皆が人らしく幸せに生きるために守られるべきことが憲法に書かれています。全ての法律は憲法の考えに則って作られなければなりません。

・個人の尊厳、幸福追求権の尊重(憲法第13条)

・法の下の平等(憲法第14条)

・生存権、国の生存権保障義務(憲法第25条)

・財産権の保障(憲法第29条)

★つまり税金は、国民が健康な生活を送り、幸せに生きるために使われるものです。しかし現実はそうなっているのでしょうか。

 

2。税をどうかけたら公平か

昔から長く議論されてきて、今は下記二つの考え方がミックスしています。

一つは「応益負担」。受けたサービスに応じて納めるもの。消費税やガソリン税などがそれにあたります。

もう一つは「応能負担」。その人の支払う能力に応じて納めるもの。所得金額によって税率が変わる累進課税のしくみがそれです。
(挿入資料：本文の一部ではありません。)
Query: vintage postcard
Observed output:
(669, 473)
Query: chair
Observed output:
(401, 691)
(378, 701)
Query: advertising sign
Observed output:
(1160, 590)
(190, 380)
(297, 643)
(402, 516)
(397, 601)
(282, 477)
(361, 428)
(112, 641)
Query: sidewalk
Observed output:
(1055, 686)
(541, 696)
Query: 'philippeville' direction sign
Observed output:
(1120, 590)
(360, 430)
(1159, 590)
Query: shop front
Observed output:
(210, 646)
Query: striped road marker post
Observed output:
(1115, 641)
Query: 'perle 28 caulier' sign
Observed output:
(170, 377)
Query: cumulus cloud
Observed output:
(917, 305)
これをバランスよく組み合わせることで公平な税を作ろうとしてきました。

★今は応益負担が優勢か? 大企業や高所得者を優遇しすぎて、本当に生活に困っている人に手を差しのべられていないと感じるのは私だけでしょうか。

 

3。税金の使い道

国や自治体がどこにどれだけ税金を使っているのか、国民はよくチェックしなければなりません。

①命と健康を守るため➡︎社会保障

皆の命と健康を守るために使われるので納得できます。ただこれからは少子高齢化が進み支出が増え続け、若者の負担が増えますので大きな課題です。

 

②誰もが学べるために➡︎教育

少子化を反映して、学校の数や教員数をどんどん減らしています。教育予算も少ないまま。人づくりにお金をかけなくていいのでしょうか。

 

ツボ1️⃣ 教育にお金をかけない日本

日本が教育費にかける公費は世界でも最低レベル。教育費にあてる税金OECD平均が4.0%に対し日本は2.9%しかありません。一位はノルウェーの6.3% 、米国は4.1%です。
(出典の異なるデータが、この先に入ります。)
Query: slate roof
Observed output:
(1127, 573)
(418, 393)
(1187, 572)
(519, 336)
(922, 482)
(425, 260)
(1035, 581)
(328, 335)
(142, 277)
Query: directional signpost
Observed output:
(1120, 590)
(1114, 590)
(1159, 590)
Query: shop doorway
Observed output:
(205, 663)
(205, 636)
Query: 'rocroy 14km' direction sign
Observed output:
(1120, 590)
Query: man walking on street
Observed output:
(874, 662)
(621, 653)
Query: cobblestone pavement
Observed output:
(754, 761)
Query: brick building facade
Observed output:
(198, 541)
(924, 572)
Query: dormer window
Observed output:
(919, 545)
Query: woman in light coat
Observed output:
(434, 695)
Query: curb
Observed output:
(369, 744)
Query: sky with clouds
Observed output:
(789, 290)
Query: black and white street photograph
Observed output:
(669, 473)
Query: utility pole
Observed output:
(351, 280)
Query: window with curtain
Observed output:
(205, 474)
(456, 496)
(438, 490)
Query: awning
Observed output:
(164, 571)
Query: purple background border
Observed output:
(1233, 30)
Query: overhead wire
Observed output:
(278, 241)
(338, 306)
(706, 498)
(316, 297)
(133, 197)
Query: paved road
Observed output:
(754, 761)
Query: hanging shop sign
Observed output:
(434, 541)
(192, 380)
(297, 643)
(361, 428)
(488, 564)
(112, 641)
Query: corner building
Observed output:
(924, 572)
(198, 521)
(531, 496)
また、教育費の個人負担率は、OECD平均30.3%なのに対し日本は65.7%と倍以上。EU各国は大半が公費負担個人負担は4〜30%程度

 

★国が発展する基盤は人にあると思います。人口が減少する中でも、教育にお金をかけて教養を身につけ、賃金を上げ経済を回していかないと、国は衰退していきます。

 

③皆のための工事➡︎公共事業

これも大切ですね。でも新しい道路や鉄道はこれからそんなに要らないのでは。むしろ老朽化した橋やトンネルなどインフラの補修にお金をかける必要があります。

 

④国を守るため➡︎防衛

これも必要だと思いますが、米軍駐留への思いやり予算は過剰すぎるのでは。

 

⑤企業を元気にするため➡︎産業振興

事業活動を支援したり、起業を支援したり、企業の成長を促すために税金が使われています。ですがあまりに大企業を優遇しすぎでは。

 

ツボ2️⃣ 企業が払う税金とは

(1)企業優遇の法人税

企業がグローバル競争に負けないようにと、この30年でどんどん法人税を下げ続けてきました。当時税率42%でしたが今は23.2%です。
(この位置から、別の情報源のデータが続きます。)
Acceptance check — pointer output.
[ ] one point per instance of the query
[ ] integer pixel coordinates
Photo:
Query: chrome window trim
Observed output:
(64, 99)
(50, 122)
消費税導入から20年間の消費税収224兆円ありましたが、その間法人税を下げたため減った法人税減収208兆円とほぼトントン。30年間でみれば法人税の減税額が消費税収を上回ると思います。つまり消費税で集めた税金が企業に回っていったとも言えます。

★経済界から政府への企業優遇策の要請と、国から経済界への消費税導入に対して同意してくれという要請がマッチしたのでしょう。バーター取引きともいえますね。

 

(2)企業優遇の消費税

もうひとつ知っておくべきことは、輸出には消費税がかからないことです。正確には、一旦払いますが後で全額還付されるのです。(いわゆるゼロ税率)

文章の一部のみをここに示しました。